Challenge:
In the last stage of a two players Texas hold 'em, given a two-card hand and five cards on table, determine your probability to win versus an opponent by the standard ranking of poker hands.
Input:
Seven cards (sdtin or arguments). The first two cards are your hand while the last five are on the table. Each card will be a two letter string of the form RS where R is rank and S is suit. The ranks range from 2-9, T for ten, and J, Q, K, and A for Jack, Queen, King, and Ace respectively. The suits are H, D, C, S for Hearts, Diamonds, Clubs, and Spades respectively.
Output:
The probability to win (stdout or return): from '0.00' to '1.00'.
Input to Output Examples:
AH 7C KH QH JH TH 6C -> 1.00
Explanation: You have a royal flush, 100% winning chances.

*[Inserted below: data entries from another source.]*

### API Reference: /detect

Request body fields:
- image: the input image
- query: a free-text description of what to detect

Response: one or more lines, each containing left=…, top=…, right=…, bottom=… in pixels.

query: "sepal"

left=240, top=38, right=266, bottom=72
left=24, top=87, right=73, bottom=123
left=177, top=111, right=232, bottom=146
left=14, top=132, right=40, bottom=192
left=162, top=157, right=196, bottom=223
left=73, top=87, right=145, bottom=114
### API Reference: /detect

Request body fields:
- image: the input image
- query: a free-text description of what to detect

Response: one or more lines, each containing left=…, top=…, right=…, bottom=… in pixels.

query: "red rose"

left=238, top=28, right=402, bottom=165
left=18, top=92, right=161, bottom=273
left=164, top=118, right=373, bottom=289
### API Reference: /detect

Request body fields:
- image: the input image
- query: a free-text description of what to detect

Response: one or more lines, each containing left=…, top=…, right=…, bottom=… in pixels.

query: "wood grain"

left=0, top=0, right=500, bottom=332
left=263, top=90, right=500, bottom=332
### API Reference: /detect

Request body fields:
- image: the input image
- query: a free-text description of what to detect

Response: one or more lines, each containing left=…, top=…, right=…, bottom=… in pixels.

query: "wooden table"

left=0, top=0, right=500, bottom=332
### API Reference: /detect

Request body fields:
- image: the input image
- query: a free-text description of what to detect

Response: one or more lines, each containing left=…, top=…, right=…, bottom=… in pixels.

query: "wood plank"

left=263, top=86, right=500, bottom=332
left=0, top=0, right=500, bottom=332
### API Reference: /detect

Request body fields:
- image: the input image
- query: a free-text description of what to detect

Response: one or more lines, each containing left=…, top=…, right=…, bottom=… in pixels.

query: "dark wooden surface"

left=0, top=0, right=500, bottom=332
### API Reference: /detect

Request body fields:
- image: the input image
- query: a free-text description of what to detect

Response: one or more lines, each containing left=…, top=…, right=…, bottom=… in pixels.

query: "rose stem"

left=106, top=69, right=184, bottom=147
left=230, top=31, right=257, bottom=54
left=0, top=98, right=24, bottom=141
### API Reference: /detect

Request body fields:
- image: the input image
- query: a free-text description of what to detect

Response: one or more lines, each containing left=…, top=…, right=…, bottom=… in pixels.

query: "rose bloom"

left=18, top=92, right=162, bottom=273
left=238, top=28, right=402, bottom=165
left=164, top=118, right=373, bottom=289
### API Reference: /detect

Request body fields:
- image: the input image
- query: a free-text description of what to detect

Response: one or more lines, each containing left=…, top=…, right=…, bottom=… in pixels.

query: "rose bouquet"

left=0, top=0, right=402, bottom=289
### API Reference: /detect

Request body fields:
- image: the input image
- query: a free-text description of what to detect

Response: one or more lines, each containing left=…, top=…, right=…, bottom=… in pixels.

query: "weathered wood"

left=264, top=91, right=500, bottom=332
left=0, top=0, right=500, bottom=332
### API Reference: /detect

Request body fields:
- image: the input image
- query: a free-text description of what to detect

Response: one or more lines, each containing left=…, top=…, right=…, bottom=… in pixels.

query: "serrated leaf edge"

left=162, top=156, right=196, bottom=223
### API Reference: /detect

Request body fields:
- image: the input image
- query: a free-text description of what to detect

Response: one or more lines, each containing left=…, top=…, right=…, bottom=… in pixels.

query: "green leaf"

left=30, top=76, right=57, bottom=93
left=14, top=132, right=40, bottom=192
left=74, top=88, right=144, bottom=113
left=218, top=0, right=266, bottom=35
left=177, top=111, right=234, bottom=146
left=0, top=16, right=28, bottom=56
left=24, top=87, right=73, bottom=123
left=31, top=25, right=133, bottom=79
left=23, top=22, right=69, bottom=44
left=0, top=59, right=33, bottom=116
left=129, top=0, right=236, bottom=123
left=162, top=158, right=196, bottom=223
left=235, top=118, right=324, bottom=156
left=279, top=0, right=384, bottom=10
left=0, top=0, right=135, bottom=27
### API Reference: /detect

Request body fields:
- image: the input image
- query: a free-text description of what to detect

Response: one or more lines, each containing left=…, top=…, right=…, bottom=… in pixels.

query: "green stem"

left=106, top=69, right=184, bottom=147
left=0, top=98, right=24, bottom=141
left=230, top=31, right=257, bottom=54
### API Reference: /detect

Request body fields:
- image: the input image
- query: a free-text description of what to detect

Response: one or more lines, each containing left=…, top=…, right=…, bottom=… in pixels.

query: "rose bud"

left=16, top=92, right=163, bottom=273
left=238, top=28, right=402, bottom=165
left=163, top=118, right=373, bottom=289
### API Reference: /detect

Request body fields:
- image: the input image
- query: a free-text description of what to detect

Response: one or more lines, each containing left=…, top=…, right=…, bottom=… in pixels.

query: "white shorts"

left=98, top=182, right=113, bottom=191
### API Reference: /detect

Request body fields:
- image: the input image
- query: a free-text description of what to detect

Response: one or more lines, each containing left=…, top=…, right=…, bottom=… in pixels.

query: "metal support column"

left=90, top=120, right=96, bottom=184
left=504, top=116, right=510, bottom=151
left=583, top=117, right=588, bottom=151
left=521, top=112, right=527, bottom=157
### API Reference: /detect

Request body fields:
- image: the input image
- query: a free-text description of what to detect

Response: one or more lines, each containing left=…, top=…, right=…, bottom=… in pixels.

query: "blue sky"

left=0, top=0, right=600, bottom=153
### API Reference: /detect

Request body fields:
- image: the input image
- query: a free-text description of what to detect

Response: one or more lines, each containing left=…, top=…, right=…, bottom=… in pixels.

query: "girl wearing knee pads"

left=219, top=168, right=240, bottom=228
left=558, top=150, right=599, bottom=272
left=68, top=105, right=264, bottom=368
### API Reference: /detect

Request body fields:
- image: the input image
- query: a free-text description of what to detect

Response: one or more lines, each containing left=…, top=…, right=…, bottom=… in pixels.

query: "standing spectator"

9H 7C KH QH JH TH 6C -> 0.96
Explanation: You have a straight flush, your opponent can only win with an AH, 95.6% winning chances.
Rules and Clarifications:
- There are 52 different cards. You can refer to Texas hold 'em to get the idea.
- Your opponent has 2 unknown cards (out of 45 left). That's 990 possibilities with equal probability.
- You are free to decide if Ties count or don't count in the calculation of the probability.
- As this is code golf, the shortest answer wins.